MMLU (language ability) across composable pretraining stages: Rosetta stays stable while MoE and MoT collapse

Figure 1. (Left) MMLU (language ability) across composable pretraining stages (LM → +MMU → +T2I). MoE and MoT suffer catastrophic routing collapse when integrating text-to-image tasks; Rosetta maintains a stable semantic anchor throughout all stages. (Right) Qualitative image generation results from Rosetta.

Abstract

We present Rosetta, a composable native multimodal pretraining framework for integrating understanding and generation without catastrophic forgetting. Unlike standard MoE and structurally partitioned MoT, which suffer severe gradient conflicts and representation overwriting when continuous generative objectives are added, Rosetta preserves foundational knowledge in global shared experts while expanding through plug-and-play modality experts.
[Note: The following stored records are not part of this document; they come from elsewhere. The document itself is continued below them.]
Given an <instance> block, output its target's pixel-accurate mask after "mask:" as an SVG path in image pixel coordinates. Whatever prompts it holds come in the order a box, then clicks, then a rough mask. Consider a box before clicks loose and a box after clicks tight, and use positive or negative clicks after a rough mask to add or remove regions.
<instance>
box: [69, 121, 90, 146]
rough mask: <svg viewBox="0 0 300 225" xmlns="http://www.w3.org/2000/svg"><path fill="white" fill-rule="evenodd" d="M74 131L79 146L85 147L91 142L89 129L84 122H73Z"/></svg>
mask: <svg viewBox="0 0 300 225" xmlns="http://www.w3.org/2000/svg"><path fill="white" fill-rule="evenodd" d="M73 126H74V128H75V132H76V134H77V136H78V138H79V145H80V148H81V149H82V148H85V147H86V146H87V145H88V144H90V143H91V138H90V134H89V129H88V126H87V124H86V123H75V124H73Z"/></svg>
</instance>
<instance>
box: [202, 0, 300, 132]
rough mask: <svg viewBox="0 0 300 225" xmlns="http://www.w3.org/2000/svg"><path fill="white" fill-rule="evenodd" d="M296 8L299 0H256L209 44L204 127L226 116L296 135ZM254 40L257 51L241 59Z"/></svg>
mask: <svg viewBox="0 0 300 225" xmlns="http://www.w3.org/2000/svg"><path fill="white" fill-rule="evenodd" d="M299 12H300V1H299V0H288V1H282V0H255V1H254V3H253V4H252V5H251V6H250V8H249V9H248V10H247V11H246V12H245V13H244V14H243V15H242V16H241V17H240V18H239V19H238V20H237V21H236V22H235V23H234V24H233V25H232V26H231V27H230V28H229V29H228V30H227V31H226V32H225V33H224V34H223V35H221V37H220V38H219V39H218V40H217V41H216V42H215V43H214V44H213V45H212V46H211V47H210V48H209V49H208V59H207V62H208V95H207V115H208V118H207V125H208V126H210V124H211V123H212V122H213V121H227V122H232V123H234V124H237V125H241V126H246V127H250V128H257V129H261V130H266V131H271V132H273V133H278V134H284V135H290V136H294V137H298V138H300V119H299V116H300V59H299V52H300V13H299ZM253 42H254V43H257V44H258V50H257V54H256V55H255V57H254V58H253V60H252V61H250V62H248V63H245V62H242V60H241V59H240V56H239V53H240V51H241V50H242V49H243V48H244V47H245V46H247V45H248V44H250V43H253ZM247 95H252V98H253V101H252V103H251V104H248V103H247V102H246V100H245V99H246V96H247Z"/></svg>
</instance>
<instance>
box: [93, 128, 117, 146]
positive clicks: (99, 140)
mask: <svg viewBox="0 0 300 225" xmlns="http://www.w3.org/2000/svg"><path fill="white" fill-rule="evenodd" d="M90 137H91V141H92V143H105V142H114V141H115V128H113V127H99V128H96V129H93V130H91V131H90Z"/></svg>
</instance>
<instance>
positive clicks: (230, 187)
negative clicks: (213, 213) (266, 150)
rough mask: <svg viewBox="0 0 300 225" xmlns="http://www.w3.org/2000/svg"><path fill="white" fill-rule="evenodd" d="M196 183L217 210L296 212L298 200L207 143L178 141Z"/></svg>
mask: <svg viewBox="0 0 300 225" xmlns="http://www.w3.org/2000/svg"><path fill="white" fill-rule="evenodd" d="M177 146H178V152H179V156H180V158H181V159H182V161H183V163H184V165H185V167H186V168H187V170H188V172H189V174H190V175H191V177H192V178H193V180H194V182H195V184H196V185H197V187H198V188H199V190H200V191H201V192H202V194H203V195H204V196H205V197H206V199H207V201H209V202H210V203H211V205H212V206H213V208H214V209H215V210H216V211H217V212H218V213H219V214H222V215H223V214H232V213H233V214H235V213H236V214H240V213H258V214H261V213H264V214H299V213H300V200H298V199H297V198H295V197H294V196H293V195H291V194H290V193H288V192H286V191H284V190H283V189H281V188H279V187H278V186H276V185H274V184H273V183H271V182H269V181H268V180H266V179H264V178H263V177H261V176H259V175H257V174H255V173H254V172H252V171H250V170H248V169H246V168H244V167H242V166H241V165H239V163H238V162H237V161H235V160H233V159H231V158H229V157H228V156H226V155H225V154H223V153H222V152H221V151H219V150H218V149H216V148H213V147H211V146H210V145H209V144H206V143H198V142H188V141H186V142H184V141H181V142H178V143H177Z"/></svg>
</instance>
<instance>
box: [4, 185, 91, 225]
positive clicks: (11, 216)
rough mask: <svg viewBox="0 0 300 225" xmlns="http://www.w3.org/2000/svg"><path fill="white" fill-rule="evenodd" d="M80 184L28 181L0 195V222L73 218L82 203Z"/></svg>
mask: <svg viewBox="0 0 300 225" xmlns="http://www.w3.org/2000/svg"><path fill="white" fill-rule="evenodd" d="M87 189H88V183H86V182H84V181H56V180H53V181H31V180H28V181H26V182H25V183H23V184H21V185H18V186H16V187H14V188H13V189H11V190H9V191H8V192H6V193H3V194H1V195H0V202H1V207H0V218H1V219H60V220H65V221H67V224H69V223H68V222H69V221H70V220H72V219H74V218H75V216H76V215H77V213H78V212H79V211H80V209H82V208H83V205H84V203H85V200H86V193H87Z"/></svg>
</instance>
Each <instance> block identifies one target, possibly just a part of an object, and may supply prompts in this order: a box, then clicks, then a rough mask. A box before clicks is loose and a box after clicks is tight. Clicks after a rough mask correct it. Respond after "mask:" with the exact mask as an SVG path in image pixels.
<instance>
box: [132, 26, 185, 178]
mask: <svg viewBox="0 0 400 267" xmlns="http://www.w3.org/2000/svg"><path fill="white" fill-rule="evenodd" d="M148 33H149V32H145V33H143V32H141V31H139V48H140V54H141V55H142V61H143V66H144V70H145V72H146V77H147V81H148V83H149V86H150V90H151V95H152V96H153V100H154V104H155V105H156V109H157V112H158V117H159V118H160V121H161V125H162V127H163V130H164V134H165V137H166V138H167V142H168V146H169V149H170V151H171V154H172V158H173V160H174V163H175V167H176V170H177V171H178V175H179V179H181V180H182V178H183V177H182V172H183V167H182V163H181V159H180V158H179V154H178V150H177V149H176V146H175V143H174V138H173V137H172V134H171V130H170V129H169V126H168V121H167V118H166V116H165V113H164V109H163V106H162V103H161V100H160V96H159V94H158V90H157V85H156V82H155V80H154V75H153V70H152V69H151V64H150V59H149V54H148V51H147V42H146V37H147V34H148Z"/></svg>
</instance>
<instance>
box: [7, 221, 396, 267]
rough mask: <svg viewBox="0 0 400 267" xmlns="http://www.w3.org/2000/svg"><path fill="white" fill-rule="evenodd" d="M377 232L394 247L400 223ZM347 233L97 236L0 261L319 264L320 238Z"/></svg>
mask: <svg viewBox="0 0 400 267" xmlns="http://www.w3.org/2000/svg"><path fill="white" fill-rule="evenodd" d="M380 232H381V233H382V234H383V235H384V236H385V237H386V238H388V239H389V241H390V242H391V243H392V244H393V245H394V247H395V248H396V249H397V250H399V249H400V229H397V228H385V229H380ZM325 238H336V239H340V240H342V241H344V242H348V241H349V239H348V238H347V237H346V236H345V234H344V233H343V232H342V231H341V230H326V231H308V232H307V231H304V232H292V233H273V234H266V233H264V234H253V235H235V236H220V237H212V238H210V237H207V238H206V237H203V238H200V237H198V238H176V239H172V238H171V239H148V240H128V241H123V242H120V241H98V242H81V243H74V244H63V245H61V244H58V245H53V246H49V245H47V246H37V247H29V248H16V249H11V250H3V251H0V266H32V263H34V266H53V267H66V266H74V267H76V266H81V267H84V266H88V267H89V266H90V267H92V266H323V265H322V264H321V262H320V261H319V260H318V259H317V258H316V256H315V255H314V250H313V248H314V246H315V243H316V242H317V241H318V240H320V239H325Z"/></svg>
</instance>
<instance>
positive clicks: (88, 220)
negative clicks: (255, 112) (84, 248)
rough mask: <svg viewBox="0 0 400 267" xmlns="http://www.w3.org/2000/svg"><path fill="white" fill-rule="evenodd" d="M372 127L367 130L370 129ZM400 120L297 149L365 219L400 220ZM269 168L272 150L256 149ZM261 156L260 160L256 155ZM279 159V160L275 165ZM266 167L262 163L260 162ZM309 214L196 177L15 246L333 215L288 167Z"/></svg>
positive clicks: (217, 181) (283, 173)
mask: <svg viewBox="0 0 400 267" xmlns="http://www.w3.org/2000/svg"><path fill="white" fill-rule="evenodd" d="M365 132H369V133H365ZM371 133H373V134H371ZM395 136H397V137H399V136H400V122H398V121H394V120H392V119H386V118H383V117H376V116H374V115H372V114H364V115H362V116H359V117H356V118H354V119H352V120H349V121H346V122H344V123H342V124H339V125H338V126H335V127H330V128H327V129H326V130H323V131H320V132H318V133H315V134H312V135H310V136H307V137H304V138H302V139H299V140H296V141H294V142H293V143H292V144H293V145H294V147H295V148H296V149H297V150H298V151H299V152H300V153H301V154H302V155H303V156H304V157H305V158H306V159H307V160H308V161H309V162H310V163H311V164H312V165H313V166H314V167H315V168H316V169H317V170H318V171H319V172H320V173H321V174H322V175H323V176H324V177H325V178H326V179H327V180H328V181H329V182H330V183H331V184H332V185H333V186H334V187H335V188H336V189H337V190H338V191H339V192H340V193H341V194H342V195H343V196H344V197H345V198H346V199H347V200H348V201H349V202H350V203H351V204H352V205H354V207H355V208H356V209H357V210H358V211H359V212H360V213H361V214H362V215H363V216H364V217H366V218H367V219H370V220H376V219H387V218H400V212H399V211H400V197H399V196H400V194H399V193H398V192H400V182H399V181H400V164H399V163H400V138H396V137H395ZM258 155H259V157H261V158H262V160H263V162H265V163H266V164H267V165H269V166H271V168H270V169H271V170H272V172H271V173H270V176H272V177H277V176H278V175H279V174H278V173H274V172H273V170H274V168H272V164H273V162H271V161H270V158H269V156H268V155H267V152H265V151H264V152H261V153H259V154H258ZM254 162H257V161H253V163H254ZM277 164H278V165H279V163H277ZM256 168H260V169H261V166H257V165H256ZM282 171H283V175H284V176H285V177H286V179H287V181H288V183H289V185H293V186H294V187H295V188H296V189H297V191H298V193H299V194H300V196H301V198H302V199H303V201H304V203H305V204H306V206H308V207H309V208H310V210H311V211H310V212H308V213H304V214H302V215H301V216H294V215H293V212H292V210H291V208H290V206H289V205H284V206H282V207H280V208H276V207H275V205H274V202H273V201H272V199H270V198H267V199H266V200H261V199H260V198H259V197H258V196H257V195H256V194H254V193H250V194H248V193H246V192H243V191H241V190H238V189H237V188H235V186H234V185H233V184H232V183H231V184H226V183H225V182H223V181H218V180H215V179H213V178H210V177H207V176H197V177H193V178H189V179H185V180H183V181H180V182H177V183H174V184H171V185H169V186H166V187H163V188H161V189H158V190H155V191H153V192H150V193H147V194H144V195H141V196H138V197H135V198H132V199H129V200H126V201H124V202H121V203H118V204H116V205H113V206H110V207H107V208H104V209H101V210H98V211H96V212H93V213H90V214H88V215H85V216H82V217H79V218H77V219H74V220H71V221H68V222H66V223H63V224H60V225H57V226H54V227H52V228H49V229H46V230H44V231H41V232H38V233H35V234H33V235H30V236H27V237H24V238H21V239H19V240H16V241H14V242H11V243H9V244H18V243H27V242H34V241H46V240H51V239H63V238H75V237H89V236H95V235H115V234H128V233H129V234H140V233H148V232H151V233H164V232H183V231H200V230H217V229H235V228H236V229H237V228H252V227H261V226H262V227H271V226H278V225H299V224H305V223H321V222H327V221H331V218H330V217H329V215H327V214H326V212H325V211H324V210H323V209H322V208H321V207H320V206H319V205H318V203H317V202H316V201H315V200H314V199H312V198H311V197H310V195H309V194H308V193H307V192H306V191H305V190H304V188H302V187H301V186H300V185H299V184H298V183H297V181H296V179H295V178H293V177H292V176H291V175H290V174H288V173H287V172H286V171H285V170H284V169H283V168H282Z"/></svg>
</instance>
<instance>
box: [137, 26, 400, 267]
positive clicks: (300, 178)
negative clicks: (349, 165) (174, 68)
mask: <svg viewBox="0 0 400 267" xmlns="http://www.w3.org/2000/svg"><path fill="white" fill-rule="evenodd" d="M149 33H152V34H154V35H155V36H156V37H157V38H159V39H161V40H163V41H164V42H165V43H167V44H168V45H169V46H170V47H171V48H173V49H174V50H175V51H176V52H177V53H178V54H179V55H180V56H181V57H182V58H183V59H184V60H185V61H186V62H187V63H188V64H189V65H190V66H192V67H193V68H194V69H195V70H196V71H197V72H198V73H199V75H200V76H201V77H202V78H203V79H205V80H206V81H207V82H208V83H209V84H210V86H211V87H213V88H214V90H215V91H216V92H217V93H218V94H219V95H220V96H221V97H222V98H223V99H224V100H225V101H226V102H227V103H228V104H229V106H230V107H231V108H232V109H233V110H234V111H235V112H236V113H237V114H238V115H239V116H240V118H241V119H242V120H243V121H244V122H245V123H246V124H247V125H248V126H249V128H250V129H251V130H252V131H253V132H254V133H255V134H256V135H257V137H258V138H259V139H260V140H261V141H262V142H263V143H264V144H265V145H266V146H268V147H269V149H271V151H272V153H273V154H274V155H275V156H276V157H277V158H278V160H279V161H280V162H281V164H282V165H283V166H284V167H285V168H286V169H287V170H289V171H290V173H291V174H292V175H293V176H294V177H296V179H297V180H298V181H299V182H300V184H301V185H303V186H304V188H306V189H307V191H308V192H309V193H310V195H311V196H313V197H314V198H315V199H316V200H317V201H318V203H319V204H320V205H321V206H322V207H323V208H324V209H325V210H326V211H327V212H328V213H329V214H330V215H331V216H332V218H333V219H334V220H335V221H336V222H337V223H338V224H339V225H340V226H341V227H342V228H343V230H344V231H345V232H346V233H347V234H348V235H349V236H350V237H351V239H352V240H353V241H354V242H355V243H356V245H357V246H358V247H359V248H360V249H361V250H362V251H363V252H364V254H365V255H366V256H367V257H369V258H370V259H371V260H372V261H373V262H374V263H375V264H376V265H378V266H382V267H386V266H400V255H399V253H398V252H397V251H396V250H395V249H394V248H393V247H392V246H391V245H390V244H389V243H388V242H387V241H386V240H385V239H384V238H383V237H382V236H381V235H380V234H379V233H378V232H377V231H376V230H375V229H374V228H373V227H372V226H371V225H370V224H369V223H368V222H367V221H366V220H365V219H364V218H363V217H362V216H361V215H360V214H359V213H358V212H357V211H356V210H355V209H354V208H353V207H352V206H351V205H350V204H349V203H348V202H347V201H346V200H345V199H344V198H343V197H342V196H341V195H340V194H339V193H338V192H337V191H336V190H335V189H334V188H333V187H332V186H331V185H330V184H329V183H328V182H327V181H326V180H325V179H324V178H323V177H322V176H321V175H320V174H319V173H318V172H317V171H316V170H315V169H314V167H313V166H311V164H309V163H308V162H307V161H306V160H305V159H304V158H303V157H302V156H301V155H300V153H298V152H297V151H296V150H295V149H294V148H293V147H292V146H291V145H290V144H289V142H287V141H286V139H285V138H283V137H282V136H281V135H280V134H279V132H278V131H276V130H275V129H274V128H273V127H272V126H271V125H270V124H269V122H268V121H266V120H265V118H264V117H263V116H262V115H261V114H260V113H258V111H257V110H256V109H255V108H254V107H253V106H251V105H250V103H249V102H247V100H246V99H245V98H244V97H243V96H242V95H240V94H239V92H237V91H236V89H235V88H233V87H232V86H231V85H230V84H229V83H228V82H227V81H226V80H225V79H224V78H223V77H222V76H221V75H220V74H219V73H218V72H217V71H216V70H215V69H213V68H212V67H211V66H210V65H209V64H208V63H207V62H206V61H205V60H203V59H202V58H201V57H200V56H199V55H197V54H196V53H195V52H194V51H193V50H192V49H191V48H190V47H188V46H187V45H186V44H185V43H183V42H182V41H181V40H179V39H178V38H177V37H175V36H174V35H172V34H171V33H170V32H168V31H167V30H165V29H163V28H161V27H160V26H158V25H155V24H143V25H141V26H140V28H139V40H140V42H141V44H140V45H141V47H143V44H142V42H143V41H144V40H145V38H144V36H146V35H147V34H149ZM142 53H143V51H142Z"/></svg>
To guarantee non-destructive composition with zero additional memory overhead, we propose Momentum-Anchored Orthogonal Projection (MAOP), which repurposes optimizer momentum as an implicit semantic anchor to selectively neutralize conflicting gradient components from new modalities. Under strict parameter parity with MoE and MoT baselines in the Transfusion framework, extensive experiments show that Rosetta maintains language and visual understanding ability while delivering superior image generation and cross-modal synergy.

Architecture

Rosetta FFN architecture with Unified Attention, Composable FFN, and MAOP

Figure 2. Rosetta FFN. Three mechanisms enable non-destructive modality expansion: (1) Unified Attention, globally shared QKV projections preserve dense cross-modal interactions. (2) Composable FFN, modality-specific plug-and-play experts (Text / ViT / VAE) are bridged by a single Global Shared Expert that anchors foundational knowledge. (3) Conflict-Free Optimization (MAOP), surgically neutralizes destructive gradients with zero memory overhead.